La première étape consiste à récupérer l’ensemble des matériels fournis au salarié sortant. Ordinateurs, smartphones, tablettes, mais aussi supports amovibles doivent être restitués, puis analysés si nécessaire. Dans le même temps, les accès réseau autorisés depuis des appareils personnels dans le cadre de politiques BYOD doivent être supprimés. Il s’agit d’éviter qu’un ancien collaborateur puisse encore se connecter depuis un terminal privé resté configuré.

Avant même l’annonce des licenciements, le durcissement temporaire des postes et des flux réduit la fenêtre de tir. Le blocage des ports USB, l’interdiction des envois vers des boîtes mail personnelles et le filtrage des sites de partage de fichiers limitent les téléchargements massifs de données sensibles. La désactivation de l’authentification unique empêche qu’un identifiant central compromis ouvre la porte à une multitude d’applications internes. La réinitialisation des mots de passe des comptes à privilèges, accompagnée d’une interdiction d’accès au compte principal de l’utilisateur, complètent ce verrouillage.

Les risques ne disparaissent toutefois pas au moment où le badge est rendu. Un salarié peut avoir emporté, volontairement ou non, du code qu’il a produit, des fichiers confidentiels, ou des bases clients. La mise à jour des contrôles d’accès physiques, notamment pour empêcher tout retour non autorisé dans les bureaux ou les centres de données, est une mesure complémentaire. Sur le plan logique, les outils de sécurité et les mécanismes d’analyse comportementale doivent continuer à surveiller l’activité liée au compte de l’ex-salarié pendant plusieurs semaines, afin de repérer une exploitation tardive de données déjà copiées.

Des audits rétrospectifs des journaux, des téléchargements et des échanges de courriels à partir de la date de démission permettent de reconstruire les opérations réalisées par la personne. La création et la conservation d’images forensiques de ses équipements professionnels pendant une période déterminée donnent aux enquêteurs la possibilité de revenir sur les faits si un incident est découvert ultérieurement. Cela ne repose pas sur des données nouvelles, mais sur l’exploitation systématique de traces déjà disponibles au sein du système d’information.
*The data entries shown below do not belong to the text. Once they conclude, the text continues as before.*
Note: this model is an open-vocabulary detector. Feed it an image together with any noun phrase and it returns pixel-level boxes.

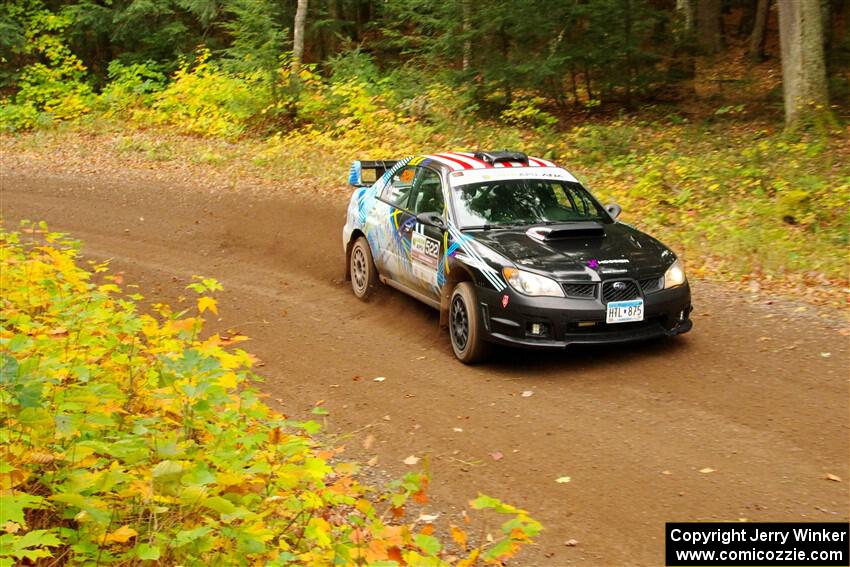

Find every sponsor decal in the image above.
[410,232,440,270]
[599,258,629,264]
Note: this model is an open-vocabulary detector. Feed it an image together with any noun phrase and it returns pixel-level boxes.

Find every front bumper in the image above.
[477,282,693,348]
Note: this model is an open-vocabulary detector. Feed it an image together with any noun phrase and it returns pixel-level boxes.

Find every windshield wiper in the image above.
[461,222,528,230]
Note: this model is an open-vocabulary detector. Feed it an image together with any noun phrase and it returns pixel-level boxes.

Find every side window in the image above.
[410,167,444,215]
[381,165,416,209]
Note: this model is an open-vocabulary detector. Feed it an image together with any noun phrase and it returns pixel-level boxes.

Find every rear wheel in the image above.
[348,236,378,301]
[449,282,492,364]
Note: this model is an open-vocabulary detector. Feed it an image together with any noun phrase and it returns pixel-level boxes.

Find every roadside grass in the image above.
[0,117,850,306]
[0,222,541,567]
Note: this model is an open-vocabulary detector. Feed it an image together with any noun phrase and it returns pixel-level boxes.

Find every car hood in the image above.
[472,222,674,281]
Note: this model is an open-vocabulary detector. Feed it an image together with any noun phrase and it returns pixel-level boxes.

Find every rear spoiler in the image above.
[348,160,398,187]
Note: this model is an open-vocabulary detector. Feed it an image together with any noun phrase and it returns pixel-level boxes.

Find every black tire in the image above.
[449,282,492,364]
[348,236,378,301]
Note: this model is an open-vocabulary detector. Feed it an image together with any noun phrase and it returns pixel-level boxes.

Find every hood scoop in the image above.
[525,221,605,242]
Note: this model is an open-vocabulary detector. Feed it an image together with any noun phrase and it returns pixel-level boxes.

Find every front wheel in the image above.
[449,282,492,364]
[348,236,378,301]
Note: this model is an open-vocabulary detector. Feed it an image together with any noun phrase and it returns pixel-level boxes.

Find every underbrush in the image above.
[0,223,541,566]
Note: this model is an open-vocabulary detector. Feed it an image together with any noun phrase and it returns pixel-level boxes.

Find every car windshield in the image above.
[452,179,611,228]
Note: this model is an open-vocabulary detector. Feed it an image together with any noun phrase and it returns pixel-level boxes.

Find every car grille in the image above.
[640,276,661,293]
[563,284,596,299]
[602,280,640,303]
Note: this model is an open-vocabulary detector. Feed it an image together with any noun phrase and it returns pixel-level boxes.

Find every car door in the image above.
[401,166,445,300]
[366,166,416,282]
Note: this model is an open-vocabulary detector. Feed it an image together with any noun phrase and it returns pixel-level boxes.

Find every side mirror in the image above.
[416,213,447,230]
[605,203,623,220]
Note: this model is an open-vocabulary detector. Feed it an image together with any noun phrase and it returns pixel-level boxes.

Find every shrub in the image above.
[152,51,274,138]
[0,224,540,567]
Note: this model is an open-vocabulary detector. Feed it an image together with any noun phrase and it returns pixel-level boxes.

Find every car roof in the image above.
[413,152,558,173]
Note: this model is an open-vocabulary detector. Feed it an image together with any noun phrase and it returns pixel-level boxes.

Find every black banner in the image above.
[665,522,850,567]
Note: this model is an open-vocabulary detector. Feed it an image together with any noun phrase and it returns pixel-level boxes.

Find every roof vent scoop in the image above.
[473,150,528,165]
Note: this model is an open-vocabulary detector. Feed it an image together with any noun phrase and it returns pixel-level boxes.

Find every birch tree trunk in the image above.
[778,0,829,127]
[292,0,307,75]
[461,0,472,72]
[697,0,722,54]
[750,0,770,64]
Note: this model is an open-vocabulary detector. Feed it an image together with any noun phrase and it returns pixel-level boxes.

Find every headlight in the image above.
[502,268,564,297]
[664,260,686,289]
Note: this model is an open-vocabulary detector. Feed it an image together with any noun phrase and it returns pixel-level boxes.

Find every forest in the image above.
[0,0,850,567]
[0,0,850,129]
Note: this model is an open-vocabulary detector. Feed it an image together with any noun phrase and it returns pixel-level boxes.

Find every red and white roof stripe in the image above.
[425,152,558,171]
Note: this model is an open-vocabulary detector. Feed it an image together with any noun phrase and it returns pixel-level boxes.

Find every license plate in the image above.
[605,299,643,323]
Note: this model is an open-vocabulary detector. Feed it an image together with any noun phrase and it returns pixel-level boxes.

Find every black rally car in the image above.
[342,151,692,363]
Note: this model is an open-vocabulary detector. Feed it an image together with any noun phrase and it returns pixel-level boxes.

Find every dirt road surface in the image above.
[0,172,850,566]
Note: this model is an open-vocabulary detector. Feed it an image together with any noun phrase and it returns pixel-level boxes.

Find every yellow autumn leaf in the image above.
[218,372,237,388]
[104,525,139,543]
[198,296,218,315]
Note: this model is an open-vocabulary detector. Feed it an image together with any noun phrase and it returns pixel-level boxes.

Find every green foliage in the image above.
[0,222,540,566]
[148,51,273,137]
[97,61,166,116]
[0,0,93,130]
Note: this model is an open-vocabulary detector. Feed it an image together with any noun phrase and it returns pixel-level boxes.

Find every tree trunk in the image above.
[292,0,307,75]
[778,0,829,127]
[697,0,723,54]
[676,0,694,33]
[461,0,472,72]
[750,0,770,64]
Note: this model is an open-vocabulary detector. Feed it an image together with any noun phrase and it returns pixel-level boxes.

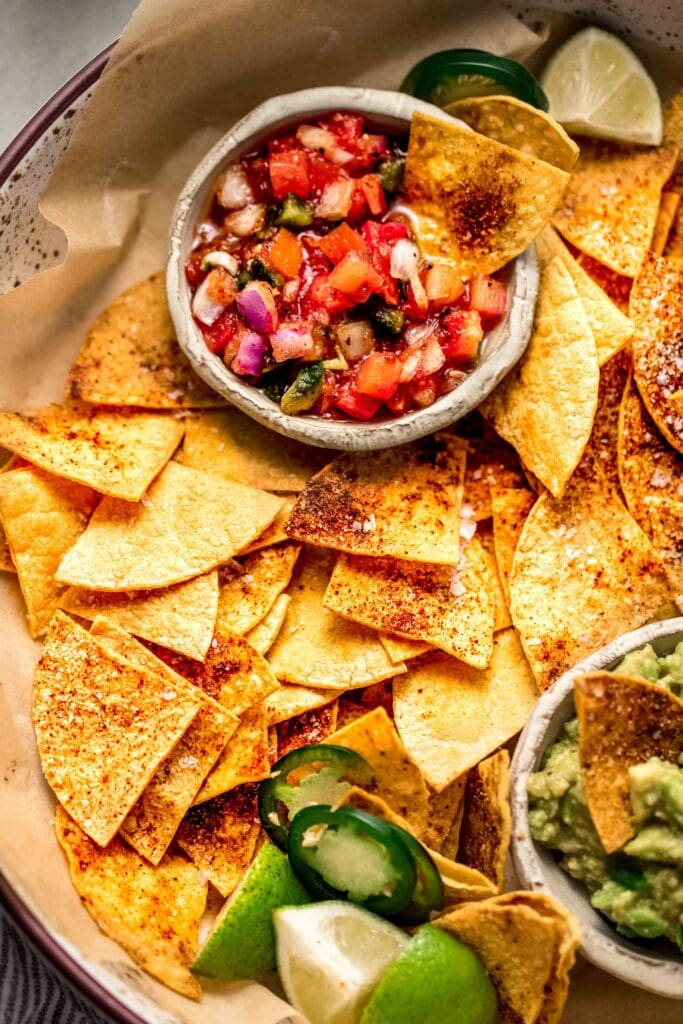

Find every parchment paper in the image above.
[0,0,680,1024]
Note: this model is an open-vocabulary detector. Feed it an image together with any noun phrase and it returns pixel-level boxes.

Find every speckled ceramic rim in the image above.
[167,86,539,452]
[511,618,683,999]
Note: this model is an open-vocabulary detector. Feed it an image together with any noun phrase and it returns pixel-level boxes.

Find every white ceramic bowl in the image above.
[167,86,539,451]
[511,618,683,999]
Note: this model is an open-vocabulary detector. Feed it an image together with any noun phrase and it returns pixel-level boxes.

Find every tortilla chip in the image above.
[90,618,240,864]
[0,406,185,502]
[195,700,270,804]
[445,96,579,171]
[433,893,580,1024]
[480,257,599,498]
[405,113,569,276]
[553,140,677,278]
[278,700,339,758]
[330,708,429,837]
[536,226,633,366]
[33,611,202,846]
[510,479,673,690]
[324,537,494,669]
[458,751,512,892]
[152,634,280,715]
[393,630,538,791]
[490,487,536,603]
[178,409,334,492]
[176,784,261,897]
[268,548,405,690]
[0,467,97,638]
[245,594,290,656]
[631,250,683,453]
[57,462,282,591]
[216,544,301,636]
[287,433,465,565]
[67,270,225,409]
[59,569,218,660]
[55,807,207,999]
[573,671,683,853]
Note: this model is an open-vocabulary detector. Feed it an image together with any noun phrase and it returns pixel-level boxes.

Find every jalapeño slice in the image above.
[287,805,417,918]
[258,743,374,851]
[400,49,549,111]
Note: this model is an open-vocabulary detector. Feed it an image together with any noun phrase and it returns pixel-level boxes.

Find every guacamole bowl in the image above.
[511,618,683,999]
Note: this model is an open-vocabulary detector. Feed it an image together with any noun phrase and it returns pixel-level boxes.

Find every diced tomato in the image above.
[355,352,402,400]
[268,150,310,199]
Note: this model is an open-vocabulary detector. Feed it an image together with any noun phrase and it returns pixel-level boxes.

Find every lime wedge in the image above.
[541,29,661,145]
[272,901,409,1024]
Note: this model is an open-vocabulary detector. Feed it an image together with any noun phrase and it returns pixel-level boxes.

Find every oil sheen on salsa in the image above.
[185,113,507,420]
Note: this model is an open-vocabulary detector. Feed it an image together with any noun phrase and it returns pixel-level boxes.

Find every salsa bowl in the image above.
[510,618,683,999]
[167,86,539,451]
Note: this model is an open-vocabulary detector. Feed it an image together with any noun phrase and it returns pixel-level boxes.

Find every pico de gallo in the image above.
[185,113,507,420]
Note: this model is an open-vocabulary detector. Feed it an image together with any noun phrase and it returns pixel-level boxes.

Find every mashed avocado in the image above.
[528,643,683,950]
Enfin, le facteur psychologique ne doit pas être sous-estimé. Lorsqu’un employé est informé à l’avance de sa date de licenciement, le ressentiment peut se transformer en motivation à nuire, voire en comportement d’agent infiltré. Prévenu à l’avance, il dispose du temps nécessaire pour collecter progressivement des informations, exporter des bases de données ou photographier des documents. Des licenciements massifs peuvent aussi démoraliser les équipes restantes, générant de la négligence et donc de nouvelles vulnérabilités dans les usages quotidiens du système d’information.

Pour atténuer ces risques, les procédures de départ gagnent à être respectueuses et transparentes, avec des explications claires sur les raisons de la décision, indépendamment de l’ancienneté du salarié. Informer l’équipe des échéances et des projets à assurer, organiser des entretiens de sortie pour recueillir le ressenti, évaluer les risques de sécurité associés et rappeler les obligations de confidentialité, contribuent à réduire les tensions. Le maintien d’un contact minimal, voire l’intégration de l’ex-salarié dans un réseau d’anciens, peut limiter l’envie de monétiser des données internes et favorise une culture où la sécurité de l’information reste une responsabilité partagée, même après le départ.

En intégrant la sécurité à chaque étape du cycle de vie des employés, de l’embauche au licenciement, les organisations transforment un moment traditionnellement fragile en processus maîtrisé. Contrôles d’antécédents, moindre privilège, gestion industrialisée des identités, lutte contre le shadow IT, récupération systématique des supports, durcissement des canaux de téléchargement et prise en compte du facteur humain composent un ensemble cohérent. L’enjeu dépasse la simple conformité : il s’agit de protéger des actifs informationnels qui, comme le montrent les offres visibles sur le darknet, conservent une valeur marchande élevée longtemps après le départ d’un salarié. La vraie question pour les directions cybersécurité et les services de renseignement économique internes est donc claire : leurs procédures de licenciement sont-elles déjà conçues comme un dispositif de défense, ou restent-elles un angle mort exploitable pour les menaces internes et externes ?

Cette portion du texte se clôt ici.